Fifteen of NATO's 29 members have laid out plans to meet the alliance's defense spending goal by 2024, overall increasing spending by $46 billion, Secretary-General Jens Stoltenberg said.
"This is substantial progress, and a good start," he said on February 13 ahead of a NATO defense ministers meeting in Brussels this week. "After years of decline, since 2014 we have seen three years of increasing defense spending across European allies and Canada."
Stoltenberg's comments come as U.S. Defense Secretary Jim Mattis is expected to pressure U.S. allies in Europe to increase military spending to levels targeted by NATO, fulfilling a key commitment sought by U.S. President Donald Trump.

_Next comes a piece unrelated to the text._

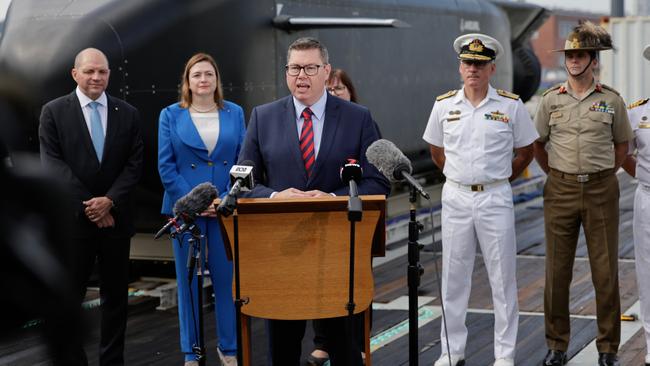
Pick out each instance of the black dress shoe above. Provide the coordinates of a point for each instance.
(608, 359)
(555, 358)
(316, 361)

NATO has set a goal of each member spending 2 percent of their gross domestic product on defense, but until recently only a few of NATO's 29 members met that target.
Stoltenberg said that in 2014, only three allies met the goal, but the number has increased to eight this year. The increase in the last four years has added $19 billion to spending on weapons and equipment for the alliance, he said.

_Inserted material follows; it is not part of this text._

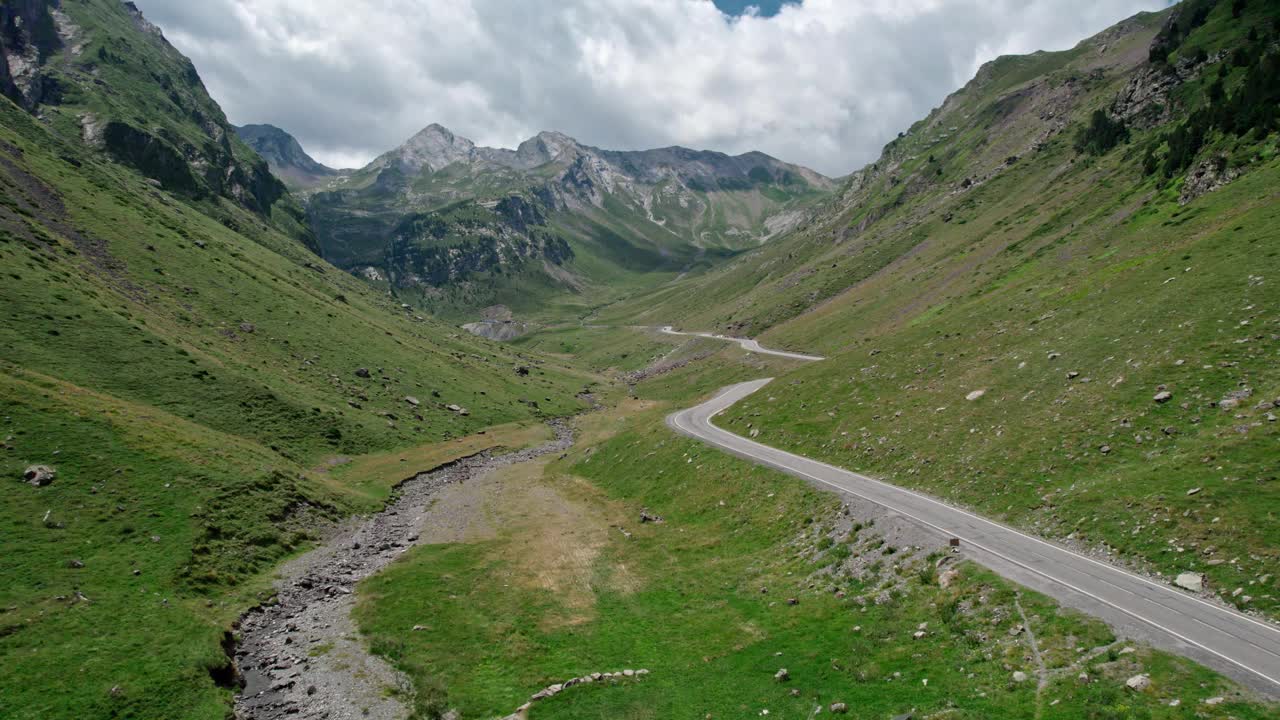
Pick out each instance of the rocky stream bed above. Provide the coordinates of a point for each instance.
(302, 656)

An additional seven NATO members have laid out plans to meet the goal by 2024, he said.
"This should lead to significant improvements in our forces and their readiness," he said, "but we still have a long way to go."

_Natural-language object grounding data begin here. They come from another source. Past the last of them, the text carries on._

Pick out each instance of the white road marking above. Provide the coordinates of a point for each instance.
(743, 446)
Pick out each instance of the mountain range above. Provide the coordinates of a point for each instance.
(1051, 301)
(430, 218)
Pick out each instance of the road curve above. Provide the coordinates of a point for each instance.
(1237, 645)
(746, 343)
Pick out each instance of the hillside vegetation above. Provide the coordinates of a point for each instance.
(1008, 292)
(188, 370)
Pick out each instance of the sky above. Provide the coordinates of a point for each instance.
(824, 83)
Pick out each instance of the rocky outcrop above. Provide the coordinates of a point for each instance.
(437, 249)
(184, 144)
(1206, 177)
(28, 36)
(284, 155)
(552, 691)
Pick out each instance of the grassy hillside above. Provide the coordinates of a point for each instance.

According to NATO, Britain, Greece, Romania, Estonia, Latvia, and Lithuania have met the 2 percent goal, while France and Turkey are among the countries set to reach it soon.
France is envisioning a dramatic increase in spending of more than one-third by 2025. But important NATO members remain far short of the goal.
A large projected increase in military spending by Germany will not be enough to take Berlin up to 2 percent by 2024. Spain, Belgium, and Italy also have said they will not meet the target by 2024.
Trump has since taking office last year pushed hard for greater burden-sharing by Europe and Canada. The United States for decades has borne the biggest defense budgets and accounted for the lion's share of NATO spending.
U.S. Ambassador to NATO Kay Bailey Hutchison said on February 13 that Washington will continue to push for higher spending by NATO partners.
"We talk 2 percent, but that's because in the overall, that is what we need to have the capabilities and the ability to withstand any kind of threat," Hutchinson said.
Mattis is also expected to take a tough stance at the NATO gathering, said Katie Wheelbarger, principal U.S. deputy assistant secretary of defense for international security affairs.
"He will address those who don't have national plans to meet 2 percent and suggest they really need to develop those plans," she told reporters on February 13.
U.S. officials say Trump set an example this week by proposing a $1.7 billion increase in U.S. military spending in Europe in his 2019 budget.